Overall, while foundation models offer significant advantages in terms of performance and versatility, they also bring many challenges.

It is also important to recognise that foundation models extend beyond the realm of language processing. Also, some are trained with a greater emphasis on specific data types and therefore the model develops a more nuanced understanding of various domains.

Some other applications of foundation models.

• Vision: Models like DALL-E 2 generate images from text prompts.

• Code: Models for code completion are trained to take in natural language and output code.

• Chemistry: Models for molecule discovery help in the identification and creation of new molecular structures for things like drug discovery, material science, and more. They can also predict properties of molecules, simulate their reactions and suggest new compounds.

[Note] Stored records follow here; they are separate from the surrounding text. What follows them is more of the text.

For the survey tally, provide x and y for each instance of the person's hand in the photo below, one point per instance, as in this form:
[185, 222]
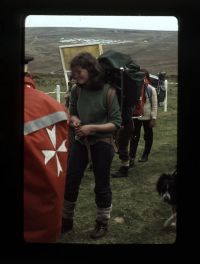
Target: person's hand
[152, 123]
[85, 130]
[75, 121]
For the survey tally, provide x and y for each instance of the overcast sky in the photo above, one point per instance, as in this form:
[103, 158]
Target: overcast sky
[121, 22]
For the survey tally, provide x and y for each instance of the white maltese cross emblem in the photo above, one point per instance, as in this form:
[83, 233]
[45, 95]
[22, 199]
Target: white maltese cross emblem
[49, 154]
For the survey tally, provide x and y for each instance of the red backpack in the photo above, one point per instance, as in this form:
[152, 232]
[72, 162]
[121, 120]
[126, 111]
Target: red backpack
[46, 126]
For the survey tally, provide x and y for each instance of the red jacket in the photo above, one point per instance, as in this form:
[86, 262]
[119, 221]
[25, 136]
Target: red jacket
[46, 125]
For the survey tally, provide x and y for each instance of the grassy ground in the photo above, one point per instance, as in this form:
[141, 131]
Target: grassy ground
[134, 198]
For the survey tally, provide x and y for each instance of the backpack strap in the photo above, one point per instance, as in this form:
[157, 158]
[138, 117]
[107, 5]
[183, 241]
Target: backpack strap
[149, 92]
[110, 95]
[78, 91]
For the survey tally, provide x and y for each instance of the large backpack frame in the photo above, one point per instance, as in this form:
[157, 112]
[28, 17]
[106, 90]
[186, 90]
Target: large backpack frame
[124, 74]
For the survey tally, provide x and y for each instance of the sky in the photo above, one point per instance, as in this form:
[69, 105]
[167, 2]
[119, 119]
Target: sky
[169, 23]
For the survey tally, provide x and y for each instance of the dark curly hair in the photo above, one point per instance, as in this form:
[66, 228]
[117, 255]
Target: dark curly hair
[87, 61]
[146, 74]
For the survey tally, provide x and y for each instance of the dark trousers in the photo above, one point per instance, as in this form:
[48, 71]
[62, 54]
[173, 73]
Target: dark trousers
[148, 137]
[102, 154]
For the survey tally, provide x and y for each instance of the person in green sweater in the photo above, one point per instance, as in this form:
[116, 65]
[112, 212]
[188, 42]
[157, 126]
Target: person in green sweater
[95, 115]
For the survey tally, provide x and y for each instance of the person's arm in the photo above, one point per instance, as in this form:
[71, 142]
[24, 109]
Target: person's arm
[91, 129]
[154, 108]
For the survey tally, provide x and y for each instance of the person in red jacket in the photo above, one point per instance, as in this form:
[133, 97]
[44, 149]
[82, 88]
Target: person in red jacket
[46, 125]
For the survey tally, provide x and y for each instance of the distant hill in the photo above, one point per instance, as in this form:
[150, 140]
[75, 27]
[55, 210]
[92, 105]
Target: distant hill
[154, 50]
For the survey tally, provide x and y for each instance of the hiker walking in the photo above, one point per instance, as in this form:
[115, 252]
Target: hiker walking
[94, 123]
[148, 121]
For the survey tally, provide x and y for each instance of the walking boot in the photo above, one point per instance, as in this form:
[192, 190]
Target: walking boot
[122, 172]
[100, 230]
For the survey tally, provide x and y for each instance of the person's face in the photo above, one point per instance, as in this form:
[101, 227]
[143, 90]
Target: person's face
[80, 75]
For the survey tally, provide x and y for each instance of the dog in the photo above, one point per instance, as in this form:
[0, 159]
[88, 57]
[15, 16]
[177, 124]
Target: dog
[166, 188]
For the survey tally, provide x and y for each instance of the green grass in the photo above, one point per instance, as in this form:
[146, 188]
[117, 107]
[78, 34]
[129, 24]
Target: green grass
[135, 197]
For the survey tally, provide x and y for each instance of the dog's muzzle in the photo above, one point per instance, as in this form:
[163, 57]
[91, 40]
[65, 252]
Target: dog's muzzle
[166, 196]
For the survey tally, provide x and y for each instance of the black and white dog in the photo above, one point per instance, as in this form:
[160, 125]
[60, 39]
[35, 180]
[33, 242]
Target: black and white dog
[166, 188]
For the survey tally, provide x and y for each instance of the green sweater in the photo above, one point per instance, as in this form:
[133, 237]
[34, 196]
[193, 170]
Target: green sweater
[92, 108]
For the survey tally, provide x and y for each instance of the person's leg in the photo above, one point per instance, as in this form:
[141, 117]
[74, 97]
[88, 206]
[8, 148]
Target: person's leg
[77, 163]
[135, 137]
[148, 138]
[123, 142]
[102, 156]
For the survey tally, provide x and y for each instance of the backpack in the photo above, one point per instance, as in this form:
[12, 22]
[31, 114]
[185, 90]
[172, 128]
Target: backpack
[159, 83]
[46, 126]
[124, 74]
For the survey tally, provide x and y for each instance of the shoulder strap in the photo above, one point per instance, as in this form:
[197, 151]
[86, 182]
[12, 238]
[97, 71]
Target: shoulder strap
[110, 95]
[149, 92]
[78, 91]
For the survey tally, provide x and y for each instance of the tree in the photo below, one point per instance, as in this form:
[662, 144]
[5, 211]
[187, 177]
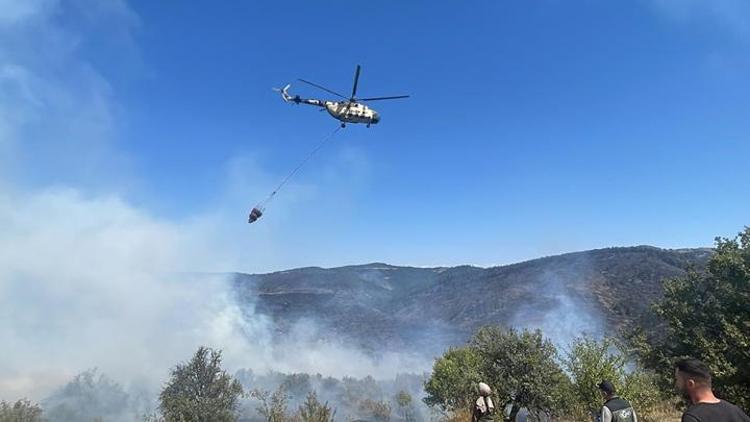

• Climate Change: Geospatial data models for climate research are trained on diverse data sources, including satellite imagery, geographic information system (GIS) data, climate patterns.

The shift towards foundation models represents a significant change in the traditional approach. Foundation models are designed to be more general-purpose, trained on vast and varied datasets. They can be adapted with fine-tuning to perform a wide range of tasks, reducing the need for specialised models for each task and offering more flexibility and scalability.

However, there are pros and cons and with the ever changing AI landscape, we can imagine that smaller, faster and cheaper will be the focus of these foundation models going forward.